For instance, the tax code offers a host of credits and deductions meant to incentivize environmental protection. One such provision is a conservation easement: If a landowner owns a property that has the potential to be developed but agrees to keep it in its natural state, the owner may deduct the difference between the value of the land if it were developed and its value sans development from taxable income. The promise to forego development is called a conservation easement.
Conservation easements protect about 30 million acres from development and prevent thousands of endangered wildlife species from being wiped out. The Biden Administration recently outlined a plan to dramatically increase the amount of land protected from development, and encouraging targeted private conservation and environmental protection efforts will be vital for it to achieve its goals.

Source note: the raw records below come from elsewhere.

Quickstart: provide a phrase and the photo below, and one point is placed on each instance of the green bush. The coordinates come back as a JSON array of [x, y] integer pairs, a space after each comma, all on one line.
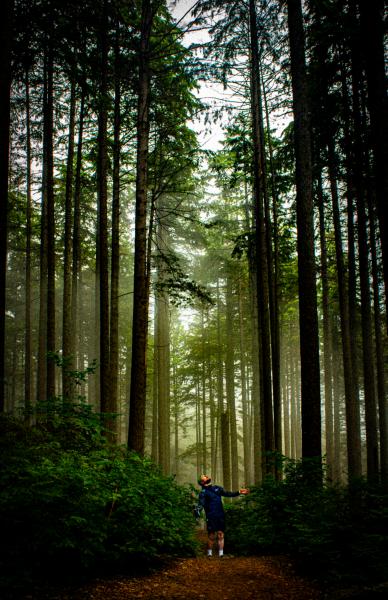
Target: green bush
[[334, 533], [69, 498]]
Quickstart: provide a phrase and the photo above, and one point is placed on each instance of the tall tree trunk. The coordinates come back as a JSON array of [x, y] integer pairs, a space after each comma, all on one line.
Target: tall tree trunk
[[203, 387], [273, 263], [102, 217], [359, 167], [140, 293], [5, 90], [225, 450], [367, 346], [329, 424], [67, 329], [372, 32], [28, 333], [261, 239], [49, 152], [381, 390], [329, 433], [351, 396], [308, 320], [244, 394], [113, 406], [229, 380], [76, 258], [220, 380], [155, 409], [163, 353]]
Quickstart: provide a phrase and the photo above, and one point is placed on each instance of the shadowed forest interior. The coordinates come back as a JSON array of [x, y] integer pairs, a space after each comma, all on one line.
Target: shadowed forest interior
[[194, 264]]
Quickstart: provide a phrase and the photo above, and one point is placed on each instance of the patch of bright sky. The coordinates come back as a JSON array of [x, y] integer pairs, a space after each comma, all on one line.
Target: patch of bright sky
[[211, 134]]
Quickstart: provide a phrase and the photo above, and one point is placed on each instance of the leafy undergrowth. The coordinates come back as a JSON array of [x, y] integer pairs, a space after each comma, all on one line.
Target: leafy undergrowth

In fact, one recent study suggested that conservation easements were far more effective at safeguarding at-risk species than public conservation.
However, some members of Congress take exception to the fact that conservation easements on valuable land generate significant tax savings and they have tried for years to advance a bill that would disallow many charitable easements that would currently pass muster, as well as retroactively end many that have already transpired.

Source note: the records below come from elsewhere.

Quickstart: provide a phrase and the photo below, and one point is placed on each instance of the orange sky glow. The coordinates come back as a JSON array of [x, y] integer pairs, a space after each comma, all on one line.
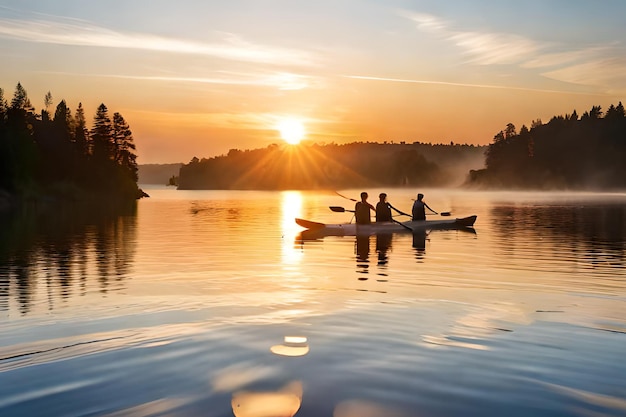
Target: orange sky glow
[[200, 78]]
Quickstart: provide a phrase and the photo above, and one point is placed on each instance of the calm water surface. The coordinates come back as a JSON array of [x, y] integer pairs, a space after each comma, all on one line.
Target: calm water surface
[[181, 306]]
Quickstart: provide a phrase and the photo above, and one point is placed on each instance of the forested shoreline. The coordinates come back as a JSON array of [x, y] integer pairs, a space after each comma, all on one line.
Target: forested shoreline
[[334, 166], [567, 153], [53, 155]]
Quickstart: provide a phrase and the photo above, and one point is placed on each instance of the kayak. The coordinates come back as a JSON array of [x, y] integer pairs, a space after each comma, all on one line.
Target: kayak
[[353, 229]]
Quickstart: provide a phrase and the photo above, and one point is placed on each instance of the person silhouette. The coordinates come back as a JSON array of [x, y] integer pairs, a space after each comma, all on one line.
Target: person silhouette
[[419, 208], [362, 210]]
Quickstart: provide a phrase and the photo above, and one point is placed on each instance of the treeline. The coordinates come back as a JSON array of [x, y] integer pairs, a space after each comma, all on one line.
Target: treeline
[[53, 153], [332, 166], [568, 152]]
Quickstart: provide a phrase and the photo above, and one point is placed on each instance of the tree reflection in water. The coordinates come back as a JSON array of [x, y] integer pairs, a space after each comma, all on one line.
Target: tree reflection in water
[[65, 247]]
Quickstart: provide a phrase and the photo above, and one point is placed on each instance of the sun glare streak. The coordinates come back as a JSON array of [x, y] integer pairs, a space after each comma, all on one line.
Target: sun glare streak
[[291, 207]]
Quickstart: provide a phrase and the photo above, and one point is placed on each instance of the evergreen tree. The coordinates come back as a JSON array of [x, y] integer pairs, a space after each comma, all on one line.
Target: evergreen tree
[[102, 135], [21, 152], [81, 133], [125, 146]]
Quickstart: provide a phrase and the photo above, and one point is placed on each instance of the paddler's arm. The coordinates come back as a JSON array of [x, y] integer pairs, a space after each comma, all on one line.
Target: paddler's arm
[[398, 211]]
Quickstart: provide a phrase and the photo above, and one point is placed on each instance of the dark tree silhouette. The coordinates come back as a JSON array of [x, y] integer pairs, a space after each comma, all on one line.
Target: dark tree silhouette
[[43, 155], [565, 153]]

Earlier this week Senator Steve Daines (R-Mont) introduced an amendment to the infrastructure package that would severely limit a type of conservation easement known as syndicated – or partnership – easements, which allow groups of property owners, rather than individuals and families, to donate a charitable easement, a practice that dramatically expands their use.
The reason for this is that lawmakers take issue with high tax deductions claimed in several syndicated easements. However, ending syndicated easements altogether rather than cracking down on suspected abuses would defeat the intent of the entire easement program. Despite the occasional abuses there is solid evidence that syndicates provide considerable public benefits.
Further, retroactive clawbacks aren’t actually needed, given that the IRS has been auditing these transactions since 2018. It’s simply a misnomer that these transactions are somehow flying under the radar. Richard J. Hassebrock, an attorney in the office of the IRS Chief Counsel, recently commented that “the IRS is currently examining every single one of these transactions.” If the IRS finds fault with any one of them, it can and should litigate those cases in tax court. But instances of alleged abuse are not grounds for a retroactive legislative overhaul.
Few would dispute that the conservation easement law can be improved to ensure that it is being used as intended. But there is a very real risk that Congress’ efforts to reduce abuses may significantly diminish not only the suspect easements but also many valid ones, as well as diminish the use of unrelated tax incentives.
There’s little doubt that the law can be improved to ensure that the public gets even more protected land for each dollar of tax revenue foregone, and if it’s done right, such a reform can be a cost-effective way to curb urbanization, protect nature and help reduce the amount of greenhouse gases in the environment.
But legislation that retroactively repeals tax incentives are—for conservation easements or anywhere else, for that matter—threatens to undermine confidence in the tax code. Such a step is something that members of Congress should reject.